Early in the afternoon on the 24th of May our artillery opened upon the enemy for the first time on this part of our lines at New Bridge. The fire, sustained for some time, elicited no response. During its progress the advance guard, under General Stoneman, with a brigade under General Davidson, moved toward the village of Mechanicsville, then known to be held by a force of the enemy. The artillery joined the column on the march.

A detachment of seven signal officers, hastily collected from stations in the vicinity, moved with our forces. From the upper story of Austin’s house, a dwelling located on a high bank on the east side of Beaver Dam, a first view was caught of the enemy on the other side of the Chickahominy, near Mechanicsville Bridge, and of the spires of Richmond.

Before the fact that the enemy was visible could be announced to the commanding general the head of the column, ascending on the Mechanicsville road to the crest on the west side of Beaver Dam, was received by a discharge of the enemy’s artillery, and the engagement was commenced. At the same time a battery of two guns, stationed on the south side of the Chickahominy near a foot bridge, opened in a vain attempt to reach the left of our line near Austin’s house, on the east side of Beaver Dam. It was not known what force of the enemy might be near this battery. A signal officer was stationed on the left of our lines to watch it and report by signals any movement of the enemy in that direction to another officer stationed near the battery engaging the enemy on the west side of Beaver Dam, and also to another officer stationed with the battery firing from near Austin’& house. The skirmish was of short duration. Our troops were hardly deployed in line of battle when the enemy’s fire ceased, and they retreated to Mechanicsville.

[240]

A signal officer stationed on Austin’s house reported six guns as moving near that village. It was dark by this time, and the troops bivouacked for the night.

By order of General Stoneman two signal officers were sent to report to General Davidson, and a code of rocket signals was arranged by which to indicate certain movements if made by his forces during the night.

At daylight the troops advanced upon the village, and after some artillery firing occupied it. As the line moved up General Stoneman, at his headquarters near Austin’s house, was kept informed of its progress, and of the moment of the occupation of the village, by signals from the officers who accompanied the troops. As soon as the village was occupied a courier was dispatched ordering the wire of the field telegraph to be run out from a dwelling near the Hogan house, by this time occupied by General W. F. Smith as his headquarters, to a point near Mechanicsville. This was done, with a few hours’ labor, in a heavy rain, and soon after noon the telegraphic communication was established from the headquarters of General Davidson, near Mechanicsville, to the division headquarters of General Smith. The ease with which this was done illustrated the rapidity with which under more favorable circumstances such communication might be made available.
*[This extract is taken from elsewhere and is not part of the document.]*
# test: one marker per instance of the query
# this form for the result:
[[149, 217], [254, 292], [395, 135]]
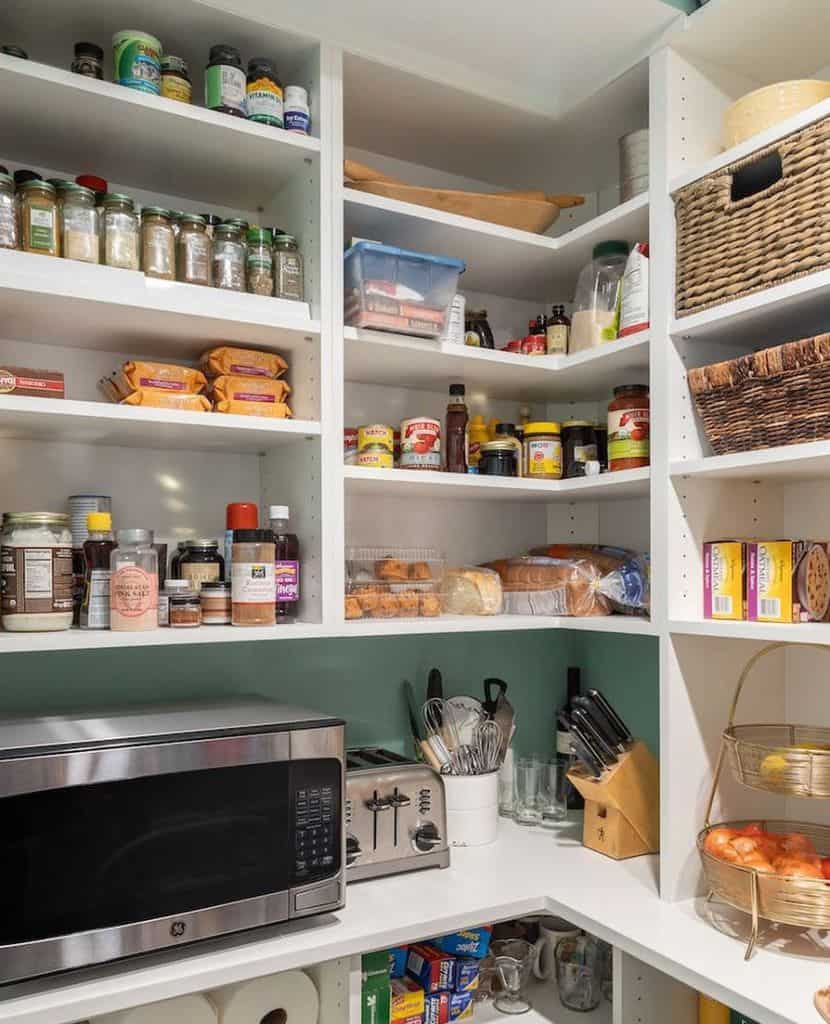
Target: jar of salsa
[[628, 427]]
On the day following the occupation of Mechanicsville a station of observation was established near that village, which was held almost constantly while our troops occupied the place. On the next day an expedition was made by a force of two companies of cavalry, with a detachment of mounted artillery and a field piece, under the command of Maj. A. S. Webb, of the Rhode Island Artillery, to examine the country in the vicinity of the Richmond and Virginia Central Railroad.

Two signal officers joined the expedition for the purpose of reconnaissance. This expedition penetrated the enemy’s lines for some miles, driving in their pickets and scattering their supports, and finally reaching the railroad at a station near Greenshaw’s, 12 miles from Richmond. The track was destroyed and set on fire in two places. In this work of destruction the turpentine from the canteens which signal soldiers carry was found to be a useful auxiliary. By the time the party reached the railroad it had been reduced by pickets left on different roads and guards at houses to about 25men. The drums of the rebel force camped in the vicinity could be distinctly heard beating the alarm. The party returned to our lines unmolested.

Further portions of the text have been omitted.